Before the 1870s, the land on which Bonham Road stands was largely open ground on the southern slopes of Brixton Hill—market gardens and fields that had fed London for centuries. The London Borough of Lambeth’s population more than trebled between 1801 and 1831, and pressures on housing land drove builders steadily southward. By the middle of the century, as British History Online records in the Survey of London, Brixton and its neighbouring roads were absorbing dense rows of working- and lower-middle-class terraces built on former glebe and freehold land.
Pre-1870
Open Ground
The land forms part of the agricultural fringes of Brixton Hill, used for market gardens and smallholdings serving the expanding city.
c. 1878
Road Formation
Apportionment files dated 1878 record owners and occupiers of properties on Bonham Road, confirming the street was being built out and surfaced during this period.
c. 1888
Fully Developed
Ordnance Survey maps of the late 1880s show Bonham Road as a completed terrace street within the settled grid of Brixton Hill roads.
1970
Lambert Road Works
Photographic records show Bonham Road’s junction with Lambert Road during redevelopment works in the area, with St Saviour’s Church visible to the south.
Post-2000
Conservation Context
The wider Brixton Hill terrace stock gains increasing recognition as a coherent example of late-Victorian speculative housebuilding in inner south London.
Did You Know?
Apportionment files from 1878 charged each property owner on Bonham Road their share of the cost of laying paths and roadways adjacent to their land—an early form of the infrastructure levy still used in housebuilding today.

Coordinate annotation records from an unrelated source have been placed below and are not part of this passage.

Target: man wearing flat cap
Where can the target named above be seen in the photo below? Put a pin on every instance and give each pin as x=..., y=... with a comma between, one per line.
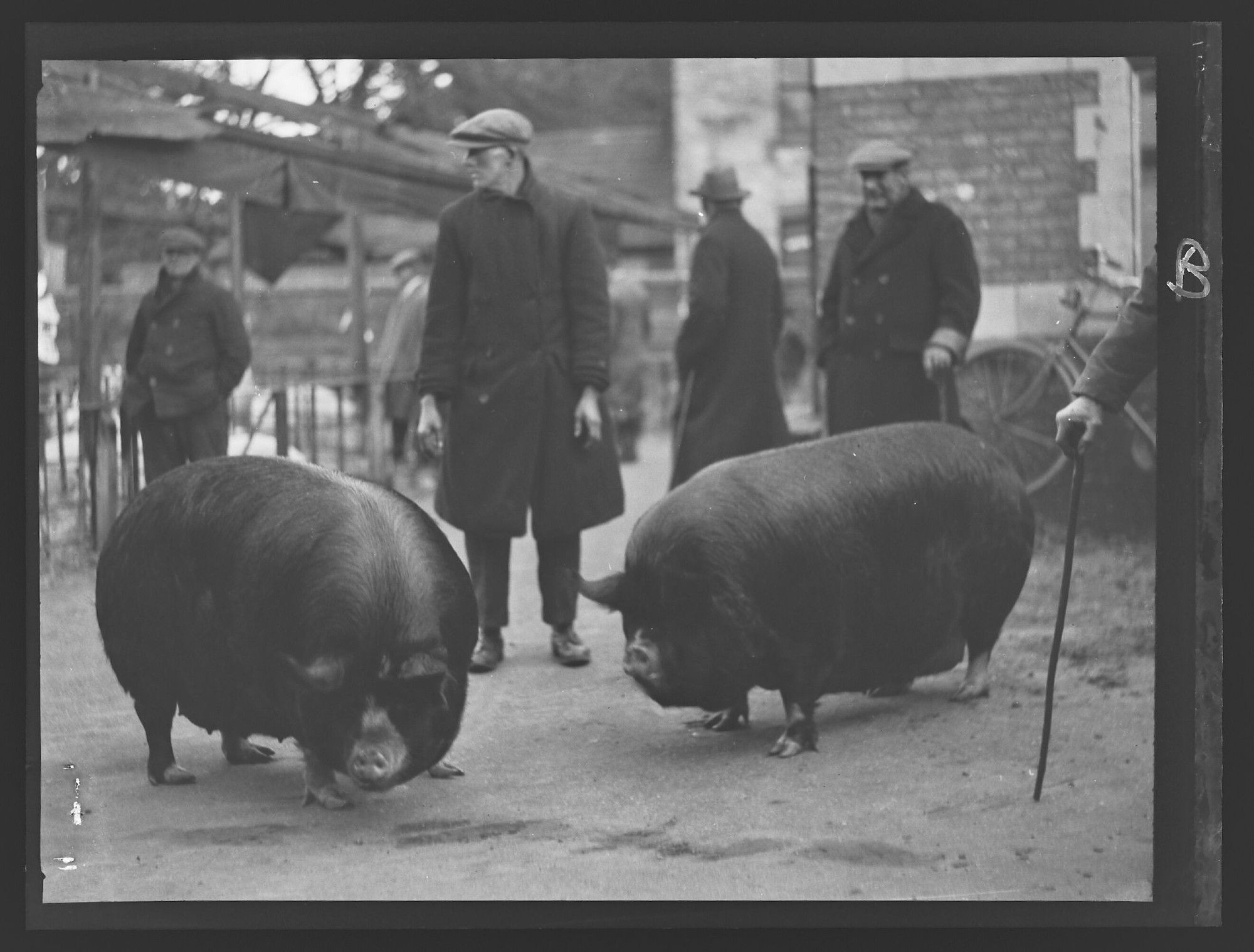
x=187, y=351
x=725, y=352
x=514, y=369
x=901, y=301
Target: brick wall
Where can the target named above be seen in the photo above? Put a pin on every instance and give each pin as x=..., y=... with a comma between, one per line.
x=1005, y=140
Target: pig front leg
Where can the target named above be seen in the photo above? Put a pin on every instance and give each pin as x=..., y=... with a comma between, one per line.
x=240, y=750
x=730, y=718
x=320, y=783
x=975, y=684
x=801, y=735
x=445, y=770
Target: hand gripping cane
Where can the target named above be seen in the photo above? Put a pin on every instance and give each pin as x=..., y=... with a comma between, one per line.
x=1070, y=440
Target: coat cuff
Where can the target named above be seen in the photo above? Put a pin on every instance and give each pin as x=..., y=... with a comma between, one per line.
x=954, y=341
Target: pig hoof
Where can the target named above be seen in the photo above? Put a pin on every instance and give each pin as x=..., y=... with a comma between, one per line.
x=892, y=689
x=725, y=721
x=174, y=776
x=245, y=752
x=970, y=692
x=328, y=796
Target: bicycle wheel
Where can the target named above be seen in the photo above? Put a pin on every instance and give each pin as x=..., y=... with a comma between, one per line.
x=1009, y=391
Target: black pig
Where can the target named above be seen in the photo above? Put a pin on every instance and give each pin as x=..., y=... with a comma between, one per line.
x=856, y=563
x=268, y=597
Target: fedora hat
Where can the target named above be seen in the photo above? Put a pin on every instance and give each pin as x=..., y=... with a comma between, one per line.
x=720, y=186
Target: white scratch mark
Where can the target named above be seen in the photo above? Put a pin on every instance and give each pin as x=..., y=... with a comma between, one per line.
x=969, y=896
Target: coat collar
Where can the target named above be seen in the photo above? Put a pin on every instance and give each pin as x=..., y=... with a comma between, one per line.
x=169, y=288
x=896, y=228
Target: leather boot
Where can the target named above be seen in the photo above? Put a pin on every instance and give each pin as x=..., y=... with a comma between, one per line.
x=488, y=652
x=569, y=649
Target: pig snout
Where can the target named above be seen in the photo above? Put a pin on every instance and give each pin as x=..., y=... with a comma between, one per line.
x=372, y=767
x=641, y=662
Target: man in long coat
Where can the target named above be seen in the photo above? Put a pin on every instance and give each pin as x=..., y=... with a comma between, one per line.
x=901, y=301
x=516, y=360
x=187, y=351
x=725, y=352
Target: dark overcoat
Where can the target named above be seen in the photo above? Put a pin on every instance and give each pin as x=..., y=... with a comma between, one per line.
x=187, y=348
x=890, y=296
x=517, y=326
x=728, y=347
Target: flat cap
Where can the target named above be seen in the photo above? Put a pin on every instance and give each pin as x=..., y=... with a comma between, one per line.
x=878, y=155
x=407, y=256
x=493, y=127
x=181, y=239
x=720, y=184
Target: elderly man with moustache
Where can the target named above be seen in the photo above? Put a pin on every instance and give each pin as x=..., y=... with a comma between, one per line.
x=514, y=369
x=187, y=351
x=901, y=301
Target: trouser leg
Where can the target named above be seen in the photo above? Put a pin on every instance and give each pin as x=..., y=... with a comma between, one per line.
x=488, y=560
x=162, y=447
x=205, y=434
x=559, y=564
x=399, y=427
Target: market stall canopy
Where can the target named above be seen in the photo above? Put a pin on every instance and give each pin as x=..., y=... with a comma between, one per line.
x=284, y=212
x=381, y=174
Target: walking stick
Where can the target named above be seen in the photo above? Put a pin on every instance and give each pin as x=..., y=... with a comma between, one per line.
x=949, y=397
x=682, y=424
x=1069, y=442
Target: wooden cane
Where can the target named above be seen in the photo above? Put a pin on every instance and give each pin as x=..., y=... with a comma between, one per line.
x=682, y=424
x=1069, y=441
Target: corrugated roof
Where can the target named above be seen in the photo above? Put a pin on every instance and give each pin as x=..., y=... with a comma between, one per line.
x=68, y=114
x=629, y=158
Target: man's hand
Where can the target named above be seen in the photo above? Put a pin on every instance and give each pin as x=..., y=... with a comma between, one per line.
x=431, y=426
x=587, y=416
x=1080, y=412
x=937, y=361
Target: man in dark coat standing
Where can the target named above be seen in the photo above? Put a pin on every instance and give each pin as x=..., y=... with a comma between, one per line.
x=901, y=302
x=516, y=360
x=725, y=352
x=187, y=351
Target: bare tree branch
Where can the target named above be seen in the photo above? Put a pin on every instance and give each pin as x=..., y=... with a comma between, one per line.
x=323, y=94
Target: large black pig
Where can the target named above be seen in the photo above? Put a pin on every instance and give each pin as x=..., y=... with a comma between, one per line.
x=268, y=597
x=856, y=563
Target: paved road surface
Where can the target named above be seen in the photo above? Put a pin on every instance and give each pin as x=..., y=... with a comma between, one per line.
x=579, y=787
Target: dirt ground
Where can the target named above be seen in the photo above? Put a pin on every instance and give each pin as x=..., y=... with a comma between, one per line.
x=579, y=787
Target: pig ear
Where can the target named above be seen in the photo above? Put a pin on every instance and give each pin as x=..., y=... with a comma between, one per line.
x=323, y=674
x=608, y=592
x=421, y=666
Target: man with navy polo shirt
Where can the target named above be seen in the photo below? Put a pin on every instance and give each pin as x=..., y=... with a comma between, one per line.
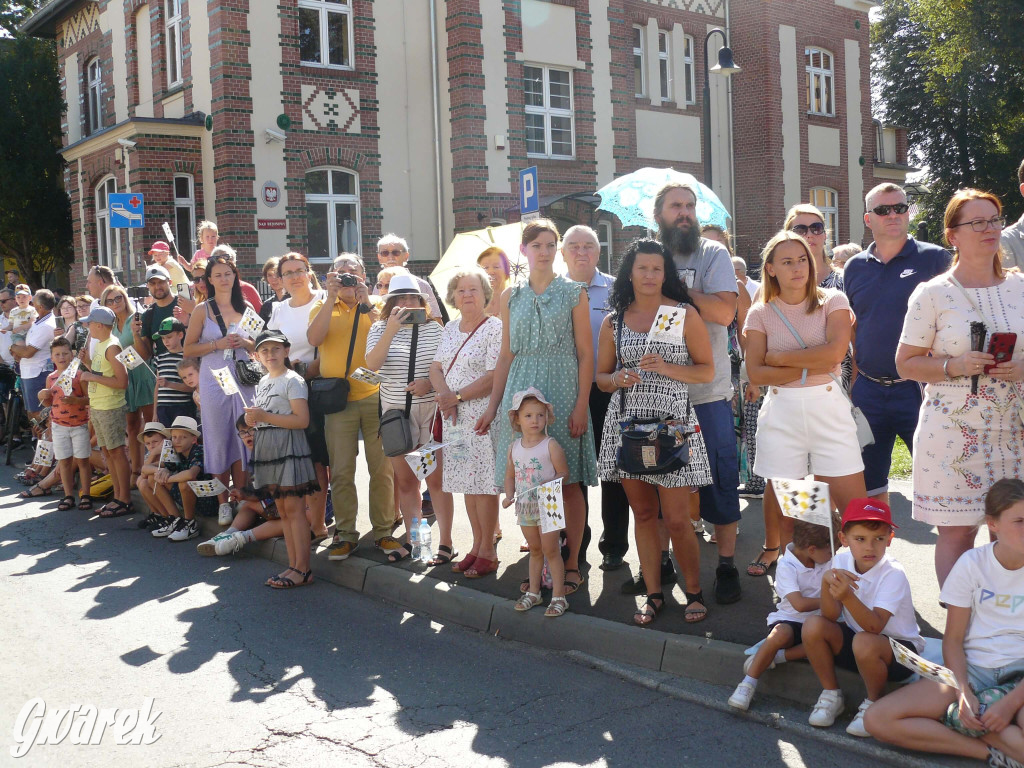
x=879, y=283
x=706, y=267
x=581, y=250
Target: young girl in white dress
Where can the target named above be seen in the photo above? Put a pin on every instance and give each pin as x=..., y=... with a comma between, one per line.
x=535, y=459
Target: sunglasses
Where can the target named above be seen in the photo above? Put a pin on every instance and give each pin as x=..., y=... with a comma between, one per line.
x=980, y=225
x=802, y=229
x=899, y=208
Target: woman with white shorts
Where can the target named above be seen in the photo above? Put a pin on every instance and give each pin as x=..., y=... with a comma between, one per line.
x=805, y=424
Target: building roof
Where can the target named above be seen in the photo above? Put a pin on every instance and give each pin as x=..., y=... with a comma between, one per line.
x=44, y=22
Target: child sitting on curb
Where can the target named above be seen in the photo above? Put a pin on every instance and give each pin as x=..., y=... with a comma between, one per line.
x=162, y=510
x=798, y=583
x=253, y=509
x=872, y=594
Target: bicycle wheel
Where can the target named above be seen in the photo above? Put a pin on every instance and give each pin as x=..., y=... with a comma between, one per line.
x=14, y=415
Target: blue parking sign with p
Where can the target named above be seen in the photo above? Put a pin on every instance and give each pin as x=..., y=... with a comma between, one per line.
x=127, y=210
x=529, y=199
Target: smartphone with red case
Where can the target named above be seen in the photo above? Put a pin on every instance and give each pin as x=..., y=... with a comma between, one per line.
x=1001, y=347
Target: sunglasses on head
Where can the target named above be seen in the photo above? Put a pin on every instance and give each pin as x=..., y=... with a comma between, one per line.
x=802, y=229
x=899, y=208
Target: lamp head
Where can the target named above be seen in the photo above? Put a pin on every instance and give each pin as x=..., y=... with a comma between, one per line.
x=725, y=66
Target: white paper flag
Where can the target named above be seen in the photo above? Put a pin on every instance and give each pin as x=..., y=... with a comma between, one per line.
x=365, y=375
x=668, y=326
x=167, y=453
x=549, y=499
x=207, y=487
x=251, y=323
x=44, y=453
x=422, y=462
x=225, y=380
x=129, y=358
x=805, y=500
x=922, y=666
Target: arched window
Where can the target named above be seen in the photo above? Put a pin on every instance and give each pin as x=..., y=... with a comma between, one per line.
x=826, y=201
x=93, y=88
x=820, y=82
x=332, y=213
x=108, y=240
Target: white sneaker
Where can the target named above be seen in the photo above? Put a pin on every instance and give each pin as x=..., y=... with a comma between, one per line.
x=750, y=663
x=828, y=707
x=225, y=513
x=856, y=728
x=167, y=528
x=184, y=530
x=228, y=544
x=740, y=698
x=208, y=549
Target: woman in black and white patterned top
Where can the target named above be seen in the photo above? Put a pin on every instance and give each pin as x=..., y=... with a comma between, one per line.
x=651, y=382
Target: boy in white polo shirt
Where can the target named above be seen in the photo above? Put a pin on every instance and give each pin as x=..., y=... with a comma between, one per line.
x=872, y=594
x=798, y=584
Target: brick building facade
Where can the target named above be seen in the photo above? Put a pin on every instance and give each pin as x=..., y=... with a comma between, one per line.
x=317, y=125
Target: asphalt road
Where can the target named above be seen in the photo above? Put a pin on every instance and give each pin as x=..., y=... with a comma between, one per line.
x=98, y=612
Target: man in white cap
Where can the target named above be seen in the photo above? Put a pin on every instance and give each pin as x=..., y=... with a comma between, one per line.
x=160, y=252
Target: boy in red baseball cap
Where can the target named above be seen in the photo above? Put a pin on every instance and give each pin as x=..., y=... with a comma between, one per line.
x=871, y=593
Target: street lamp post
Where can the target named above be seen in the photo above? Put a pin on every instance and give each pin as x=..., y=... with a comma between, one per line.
x=725, y=67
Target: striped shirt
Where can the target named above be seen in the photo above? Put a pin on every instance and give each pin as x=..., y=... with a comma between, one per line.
x=394, y=372
x=167, y=367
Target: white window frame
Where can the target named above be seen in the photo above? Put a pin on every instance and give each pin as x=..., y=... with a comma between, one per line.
x=184, y=239
x=325, y=8
x=826, y=200
x=175, y=58
x=665, y=66
x=332, y=199
x=605, y=243
x=823, y=76
x=93, y=95
x=641, y=53
x=549, y=112
x=689, y=76
x=108, y=239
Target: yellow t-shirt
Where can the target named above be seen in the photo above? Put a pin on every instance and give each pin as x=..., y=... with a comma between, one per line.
x=334, y=351
x=102, y=397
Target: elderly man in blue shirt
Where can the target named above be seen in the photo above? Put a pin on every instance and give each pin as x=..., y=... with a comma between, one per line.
x=581, y=250
x=879, y=283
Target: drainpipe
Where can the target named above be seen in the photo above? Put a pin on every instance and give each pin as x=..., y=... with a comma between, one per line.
x=732, y=153
x=434, y=88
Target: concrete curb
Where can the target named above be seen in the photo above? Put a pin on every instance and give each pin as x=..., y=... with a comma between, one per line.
x=709, y=660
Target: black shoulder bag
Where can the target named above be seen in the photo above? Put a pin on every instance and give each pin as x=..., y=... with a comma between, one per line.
x=331, y=395
x=396, y=426
x=247, y=372
x=649, y=446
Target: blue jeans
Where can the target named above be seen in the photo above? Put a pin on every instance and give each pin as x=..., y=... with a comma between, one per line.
x=720, y=501
x=892, y=412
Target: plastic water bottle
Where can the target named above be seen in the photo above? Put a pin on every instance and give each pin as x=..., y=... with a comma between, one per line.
x=426, y=553
x=414, y=538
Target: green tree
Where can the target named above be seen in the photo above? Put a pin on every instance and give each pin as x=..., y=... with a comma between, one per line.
x=952, y=73
x=35, y=214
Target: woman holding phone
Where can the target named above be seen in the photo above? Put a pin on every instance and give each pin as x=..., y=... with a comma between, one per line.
x=969, y=435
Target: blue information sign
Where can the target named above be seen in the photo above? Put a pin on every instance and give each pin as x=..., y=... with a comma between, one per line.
x=529, y=199
x=127, y=210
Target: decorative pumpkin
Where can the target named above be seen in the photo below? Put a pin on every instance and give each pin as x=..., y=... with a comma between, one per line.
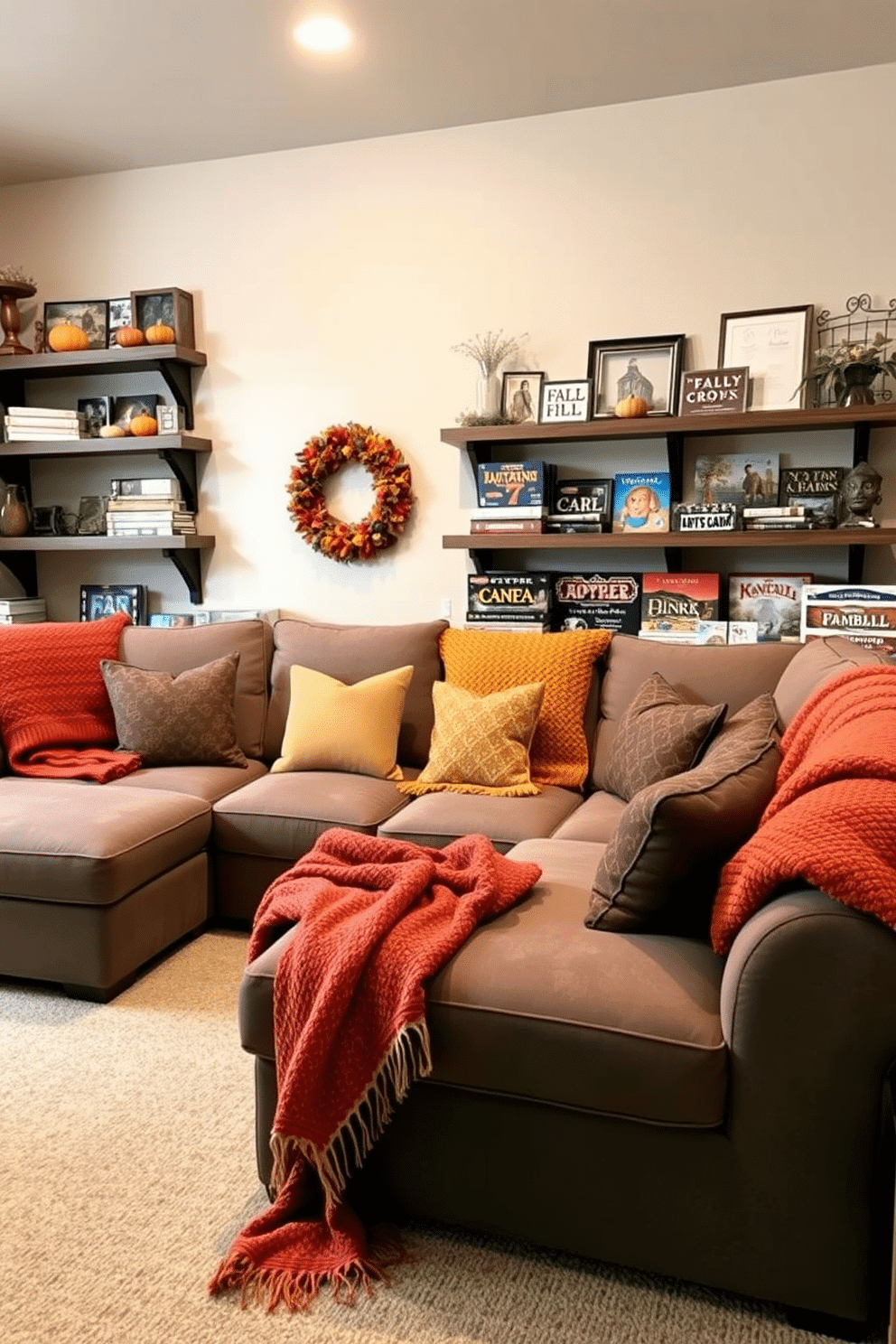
x=129, y=336
x=68, y=336
x=143, y=425
x=630, y=407
x=160, y=335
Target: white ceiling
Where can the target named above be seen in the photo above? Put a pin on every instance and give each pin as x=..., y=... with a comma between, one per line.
x=101, y=85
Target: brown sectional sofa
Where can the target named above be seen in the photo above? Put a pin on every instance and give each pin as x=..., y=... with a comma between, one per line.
x=625, y=1096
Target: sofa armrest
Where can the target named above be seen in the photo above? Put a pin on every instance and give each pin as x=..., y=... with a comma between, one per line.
x=809, y=1016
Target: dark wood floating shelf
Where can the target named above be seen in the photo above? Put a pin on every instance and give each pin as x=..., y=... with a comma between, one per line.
x=664, y=540
x=686, y=426
x=129, y=445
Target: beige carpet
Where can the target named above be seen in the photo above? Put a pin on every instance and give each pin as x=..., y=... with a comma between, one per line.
x=126, y=1162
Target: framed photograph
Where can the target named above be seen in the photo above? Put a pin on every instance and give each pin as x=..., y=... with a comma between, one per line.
x=774, y=344
x=126, y=407
x=648, y=367
x=171, y=420
x=101, y=600
x=97, y=412
x=91, y=515
x=118, y=316
x=91, y=314
x=521, y=397
x=565, y=402
x=173, y=307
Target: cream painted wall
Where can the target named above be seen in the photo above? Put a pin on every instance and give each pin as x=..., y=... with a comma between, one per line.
x=331, y=284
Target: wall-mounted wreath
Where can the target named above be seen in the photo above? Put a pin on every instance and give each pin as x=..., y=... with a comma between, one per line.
x=322, y=459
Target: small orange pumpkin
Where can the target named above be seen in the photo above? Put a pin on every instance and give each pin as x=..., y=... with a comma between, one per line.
x=68, y=336
x=143, y=425
x=160, y=335
x=630, y=407
x=129, y=336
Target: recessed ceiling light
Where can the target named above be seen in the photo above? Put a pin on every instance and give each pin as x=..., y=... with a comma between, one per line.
x=322, y=33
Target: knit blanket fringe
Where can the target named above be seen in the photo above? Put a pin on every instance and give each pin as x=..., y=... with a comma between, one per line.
x=374, y=921
x=407, y=1059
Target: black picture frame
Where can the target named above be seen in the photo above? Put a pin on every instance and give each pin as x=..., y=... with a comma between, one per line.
x=611, y=360
x=173, y=307
x=97, y=412
x=775, y=344
x=126, y=407
x=90, y=314
x=565, y=401
x=102, y=600
x=521, y=396
x=118, y=316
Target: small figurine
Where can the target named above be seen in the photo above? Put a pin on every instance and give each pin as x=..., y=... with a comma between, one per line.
x=857, y=495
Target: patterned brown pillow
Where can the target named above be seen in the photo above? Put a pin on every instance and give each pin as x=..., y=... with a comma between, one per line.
x=661, y=867
x=658, y=735
x=184, y=719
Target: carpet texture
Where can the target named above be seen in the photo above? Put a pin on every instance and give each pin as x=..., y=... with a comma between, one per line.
x=126, y=1167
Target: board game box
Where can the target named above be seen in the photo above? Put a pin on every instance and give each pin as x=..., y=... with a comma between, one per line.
x=860, y=611
x=597, y=601
x=641, y=501
x=676, y=602
x=770, y=601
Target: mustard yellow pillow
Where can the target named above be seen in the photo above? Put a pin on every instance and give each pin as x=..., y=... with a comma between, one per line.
x=480, y=742
x=493, y=660
x=332, y=726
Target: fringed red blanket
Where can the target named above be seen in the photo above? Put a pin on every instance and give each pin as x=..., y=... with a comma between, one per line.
x=377, y=919
x=833, y=817
x=55, y=715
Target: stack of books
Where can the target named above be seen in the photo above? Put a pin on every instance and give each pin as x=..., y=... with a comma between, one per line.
x=148, y=515
x=148, y=507
x=28, y=424
x=509, y=602
x=778, y=517
x=22, y=611
x=512, y=496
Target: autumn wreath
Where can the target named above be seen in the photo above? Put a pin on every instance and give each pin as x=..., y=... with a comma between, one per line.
x=317, y=462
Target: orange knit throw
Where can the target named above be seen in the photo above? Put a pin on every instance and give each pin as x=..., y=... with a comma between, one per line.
x=55, y=715
x=377, y=919
x=833, y=817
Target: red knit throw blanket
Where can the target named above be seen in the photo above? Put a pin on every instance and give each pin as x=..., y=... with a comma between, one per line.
x=55, y=715
x=378, y=919
x=833, y=817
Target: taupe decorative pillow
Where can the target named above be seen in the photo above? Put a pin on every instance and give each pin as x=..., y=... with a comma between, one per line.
x=659, y=734
x=661, y=867
x=184, y=719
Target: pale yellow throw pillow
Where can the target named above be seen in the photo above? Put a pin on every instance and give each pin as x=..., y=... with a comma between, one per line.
x=481, y=742
x=332, y=726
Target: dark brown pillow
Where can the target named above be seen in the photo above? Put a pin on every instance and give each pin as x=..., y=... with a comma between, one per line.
x=661, y=867
x=659, y=735
x=184, y=719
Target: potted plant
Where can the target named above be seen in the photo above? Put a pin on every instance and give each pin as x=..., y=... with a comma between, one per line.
x=851, y=367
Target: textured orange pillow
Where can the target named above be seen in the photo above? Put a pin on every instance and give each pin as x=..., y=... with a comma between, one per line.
x=492, y=660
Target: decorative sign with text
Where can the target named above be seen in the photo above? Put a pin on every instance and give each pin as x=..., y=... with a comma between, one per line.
x=712, y=390
x=567, y=401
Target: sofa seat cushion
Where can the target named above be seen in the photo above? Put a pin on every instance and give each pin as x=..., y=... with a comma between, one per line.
x=595, y=820
x=199, y=781
x=440, y=817
x=91, y=845
x=283, y=815
x=537, y=1005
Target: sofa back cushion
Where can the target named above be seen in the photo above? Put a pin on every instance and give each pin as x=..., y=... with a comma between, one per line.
x=735, y=674
x=352, y=653
x=191, y=647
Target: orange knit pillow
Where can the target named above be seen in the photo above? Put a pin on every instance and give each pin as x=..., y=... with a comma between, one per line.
x=492, y=660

The 1878 apportionment records list Miss Pratt, Mr Dawson, Mr Jarrett, and Miss Phillips among those bearing the costs of construction in the immediate area. These were the small landowners and speculators who built Victorian south London street by street, often investing life savings in two or three houses at a time. The grid of roads of which Bonham Road forms a part—Haycroft, Winslade, Sudbourne, Hayter—emerged from this same speculative wave within a decade.
Excavations and surveys of inner Lambeth by MOLA (Museum of London Archaeology) have documented how the Victorian transformation of south London frequently buried earlier agricultural and garden features beneath terrace foundations, with residual evidence of field boundaries and drainage channels surviving below ground level across the Brixton Hill area.